Hot Web sites attract all ages

By JOE GAROFOLI
Wednesday, November 01, 2006
New media is no longer just the province of the pubescent. A growing share of its audience is old. Ancient. Like, even over 40.

According to a September study of YouTube users by Nielsen NetRatings, a leading online analyst, one-third of the video sharing site's audience is over 45 years old. The same research found that more than 30 percent of the folks flitting about social networking powerhouse MySpace.com are between 35 and 49; 27 percent are over 45. A third of iTunes users are in their wealth-building years. Even the audience for Xanga.com, a less-heralded online social networker, is stumbling toward middle age, with 20 percent of its population over 45.

Other corners of the new media world are swelling with what was long considered old media's core audience. The average age of casual video gamers is 41 _ and half are women, according to comScoreMetrix, another online analyst, though other analysts say that both estimates might be high. Podcasting consumers: 47 percent are over 35.

All told, the digital revolution illustrates a theory heretofore popularized only by pudgy, balding men in too-tight pants:

Forty is the new 30, baby.

Analysts say new media is bringing the generations closer because age is less relevant online. Ask the generation of lonely hearts who have lied about their age on Match.com.

"It's not about age or gender, it's about how fast your broadband connection is," said Erin Hunter, executive vice president of comScore's Media and Entertainment Group.

Today's 41-year-old gamer isn't intimidated by technology; he grew up playing Pong. A 42-year-old woman feels comfortable on YouTube; then again, she grew up shopping online. A 64-year-old passes around salacious video he found on YouTube because the application is so easy to use.

Plus, the 35-plus generation has the cash to afford the technology.

"This all speaks to the evolution of where new media is at now," said Heather Dougherty, a senior analyst with Nielsen NetRatings. "The audience for it is comfortable doing a lot of things online, and they're comfortable with the technology.

"A 40-year-old probably has more in common with a younger person these days than may have been the case a while ago. They're adapting to the new media a lot quicker than other generations did."

In the gaming world, many fortysomethings have evolved into what the industry calls "casual gamers," someone who plays for 30 minutes a time, as opposed to the hours a younger person spends in front of a screen.

"Most casual gamers are someone who is very busy, who uses games as a quick diversion, a way to take a casual break," said Shannon Loftis, an executive producer with Microsoft Game Studios Publishing.

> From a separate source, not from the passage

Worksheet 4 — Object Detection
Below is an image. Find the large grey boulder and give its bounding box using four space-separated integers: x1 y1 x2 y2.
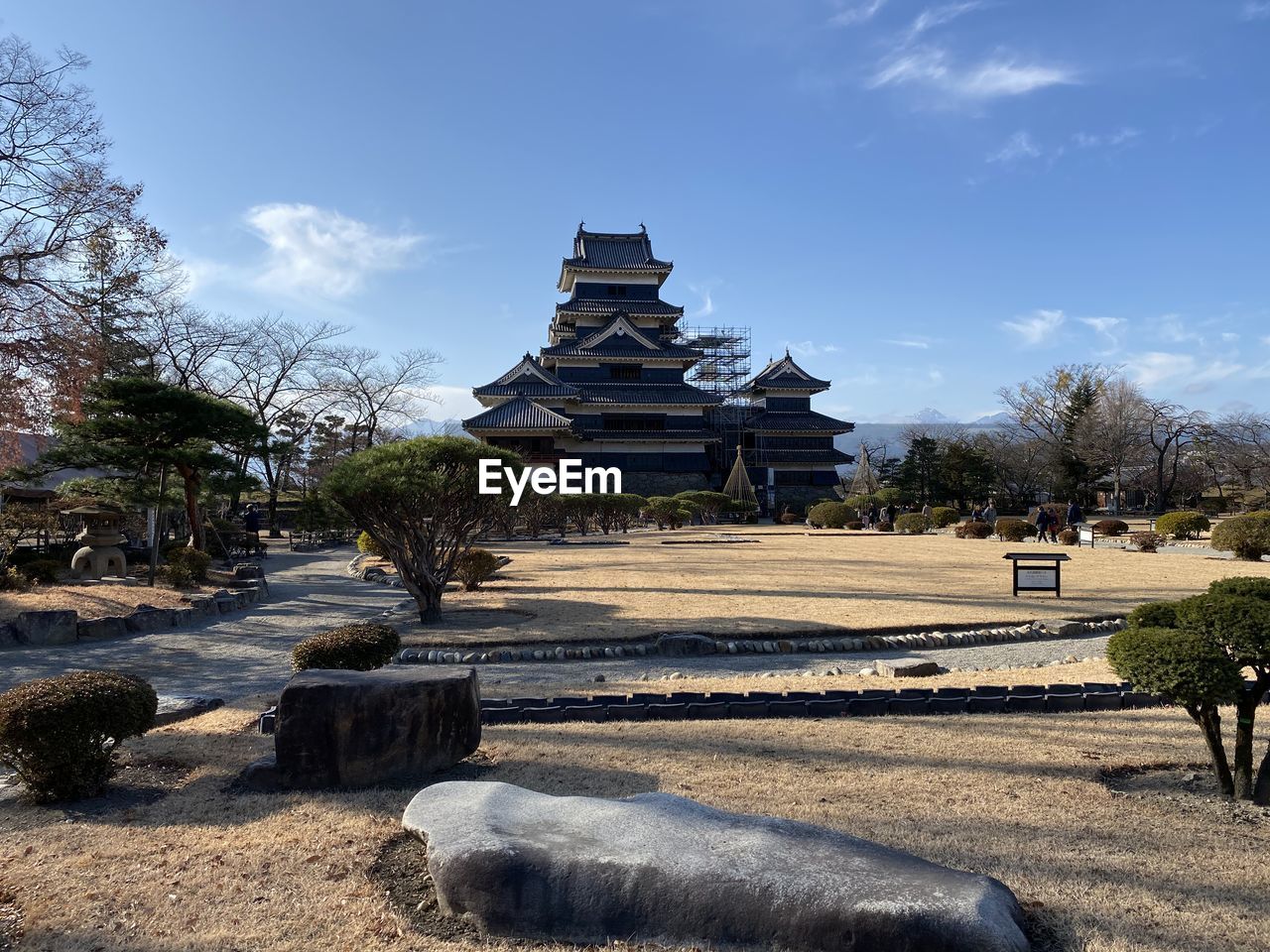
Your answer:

Loftis isn't surprised that half of casual gamers are women. When the 41-year-old Seattle resident meets with her mothers group _ a mix of working moms and stay-at-home parents _ they bond over the brain-teasing games they enjoy.

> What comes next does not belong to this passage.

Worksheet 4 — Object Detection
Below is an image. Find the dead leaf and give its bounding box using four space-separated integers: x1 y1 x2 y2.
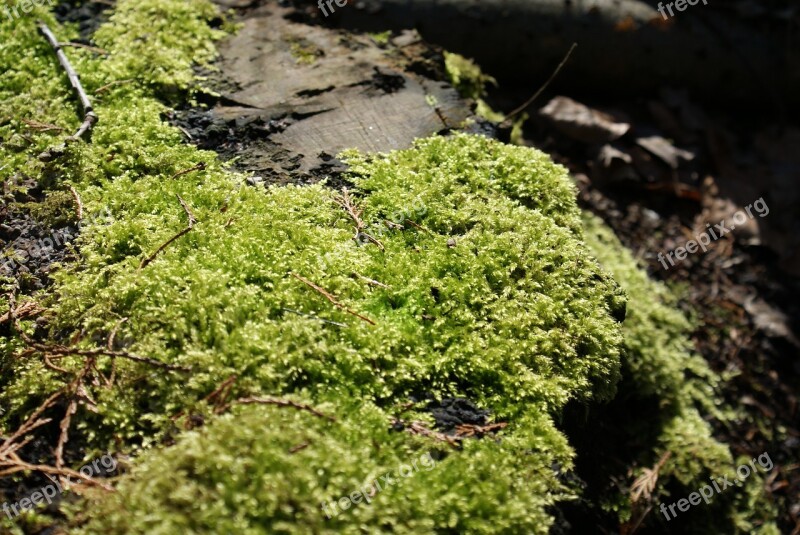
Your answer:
539 97 631 143
636 136 694 169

While casual gamers tend to be older and hard-cores skew younger, there is a lot of crossover, Loftis said. "The age categories are quite broad."

Age isn't the barrier in the social networking world that it is in the real world, said Sonja Baumer, a researcher at the UC Berkeley's Digital Youth Project.

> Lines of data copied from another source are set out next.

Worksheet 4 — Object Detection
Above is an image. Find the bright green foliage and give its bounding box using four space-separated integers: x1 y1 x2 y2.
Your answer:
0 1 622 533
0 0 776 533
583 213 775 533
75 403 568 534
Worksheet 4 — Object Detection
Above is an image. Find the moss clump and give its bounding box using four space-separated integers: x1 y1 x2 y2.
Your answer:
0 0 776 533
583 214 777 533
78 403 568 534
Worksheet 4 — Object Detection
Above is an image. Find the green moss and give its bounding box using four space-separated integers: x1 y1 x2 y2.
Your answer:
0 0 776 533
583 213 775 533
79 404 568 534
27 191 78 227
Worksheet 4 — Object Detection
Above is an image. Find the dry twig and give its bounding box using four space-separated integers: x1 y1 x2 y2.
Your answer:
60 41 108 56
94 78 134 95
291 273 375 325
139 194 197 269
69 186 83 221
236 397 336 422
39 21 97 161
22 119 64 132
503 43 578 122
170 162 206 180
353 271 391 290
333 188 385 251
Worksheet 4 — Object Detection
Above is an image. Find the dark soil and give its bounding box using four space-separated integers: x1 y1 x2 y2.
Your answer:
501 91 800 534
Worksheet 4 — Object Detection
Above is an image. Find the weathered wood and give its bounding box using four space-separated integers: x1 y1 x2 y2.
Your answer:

"People tend to affiliate on the basis of their interests and preferences and attitudes," said Baumer, whose research focuses on YouTube.

However, she cautioned not to draw too many conclusions from the ages YouTube users give on the site. "There are some serious methodological problems in studying the age of YouTube audience," Baumer said. "People often fake their age there."

Aiding the demographic shift to new media are traditional media companies like NBC, which is co-opting YouTube and other sites to market its TV shows. When CNN mentions the latest hot YouTube.com video on its newscasts, analysts say, an old media audience checks out the new media site. At National Public Radio, where 5.5 million podcasts are downloaded a month, 54 percent of its podcast audience is under 34 years old, according to podcasters who answered an NPR survey. But only 25 percent of NPR's radio audience is 18-34.

"Last year, podcasting was for the hobbyists and the lunatic fringe," said Elisabeth McLaury Lewin, publisher of PodcastingNews.com. "This year the suits are involved. They smell money, and they want to get involved."

How long will it be cool?

Yet there's nothing like having "old" people get into something new and cool to suck the hipness out of it. As San Francisco advertiser D.J. O'Neill said, "As the saying goes, you can sell an old man a young man's car, but you can't sell a young man an old man's car."

O'Neill points to his 64-year-old dad. Before the online boom, O'Neill said, his father would mail photocopied bad jokes and racy cartoons to friends. "The other day," O'Neill said, "he sent me a video link from YouTube."